Pyspark's RDD.collect, as well as DataFrame.toLocalIterator and DataFrame.collect all work by starting an ephemeral server in the driver, and having Python connect to it to download the data.
All three are implemented along the lines of:
The server has *a hardcoded timeout of 3 seconds* (https://github.com/apache/spark/blob/e26dac5feb02033f980b1e69c9b0ff50869b6f9e/core/src/main/scala/org/apache/spark/api/python/PythonRDD.scala#L695) – i.e., the Python process has 3 seconds to connect to it from the very moment the driver server starts.
In general, that seems fine, but I have been encountering frequent timeouts leading to `Exception: could not open socket`.

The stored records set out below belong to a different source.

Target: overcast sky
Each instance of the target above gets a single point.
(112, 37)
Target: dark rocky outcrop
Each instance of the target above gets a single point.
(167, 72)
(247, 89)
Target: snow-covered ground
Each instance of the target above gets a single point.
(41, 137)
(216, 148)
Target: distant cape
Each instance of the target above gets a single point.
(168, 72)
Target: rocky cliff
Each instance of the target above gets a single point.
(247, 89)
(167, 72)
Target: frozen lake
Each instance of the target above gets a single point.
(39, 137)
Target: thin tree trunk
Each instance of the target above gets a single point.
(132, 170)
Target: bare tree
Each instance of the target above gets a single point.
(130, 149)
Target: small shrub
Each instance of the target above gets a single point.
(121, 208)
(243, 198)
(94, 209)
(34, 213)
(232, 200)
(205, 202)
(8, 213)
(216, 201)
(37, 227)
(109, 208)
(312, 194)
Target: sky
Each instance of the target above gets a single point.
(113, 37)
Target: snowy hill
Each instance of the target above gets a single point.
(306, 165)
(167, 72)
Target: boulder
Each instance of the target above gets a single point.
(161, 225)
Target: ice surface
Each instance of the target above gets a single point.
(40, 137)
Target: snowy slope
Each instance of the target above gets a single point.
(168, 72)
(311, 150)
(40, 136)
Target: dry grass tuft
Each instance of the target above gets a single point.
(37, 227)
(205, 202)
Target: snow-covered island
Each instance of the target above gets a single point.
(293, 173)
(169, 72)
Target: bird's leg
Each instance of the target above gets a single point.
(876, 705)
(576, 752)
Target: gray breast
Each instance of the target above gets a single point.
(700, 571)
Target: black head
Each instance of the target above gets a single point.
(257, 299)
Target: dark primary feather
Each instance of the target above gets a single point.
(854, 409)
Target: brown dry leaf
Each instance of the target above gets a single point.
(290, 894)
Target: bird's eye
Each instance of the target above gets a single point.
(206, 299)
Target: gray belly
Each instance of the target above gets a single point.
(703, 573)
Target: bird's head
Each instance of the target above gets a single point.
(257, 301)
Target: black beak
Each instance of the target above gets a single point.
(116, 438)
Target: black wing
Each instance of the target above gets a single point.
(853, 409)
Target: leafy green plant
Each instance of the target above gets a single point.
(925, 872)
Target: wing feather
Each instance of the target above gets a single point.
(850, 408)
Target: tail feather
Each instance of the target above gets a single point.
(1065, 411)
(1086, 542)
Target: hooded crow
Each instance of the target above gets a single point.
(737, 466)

After investigating a bit, it turns out that _load_from_socket makes a call to getaddrinfo:
I am not sure why, but while most such calls to getaddrinfo on my machine only take a couple milliseconds, about 10% of them take between 2 and 10 seconds, leading to about 10% of jobs failing. I don't think we can always expect getaddrinfo to return instantly. More generally, Python may sometimes pause for a couple seconds, which may not leave enough time for the process to connect to the server.
Especially since the server timeout is hardcoded, I think it would be best to set a rather generous value (15 seconds?) to avoid such situations.
A getaddrinfo specific fix could avoid doing it every single time, or do it before starting up the driver server.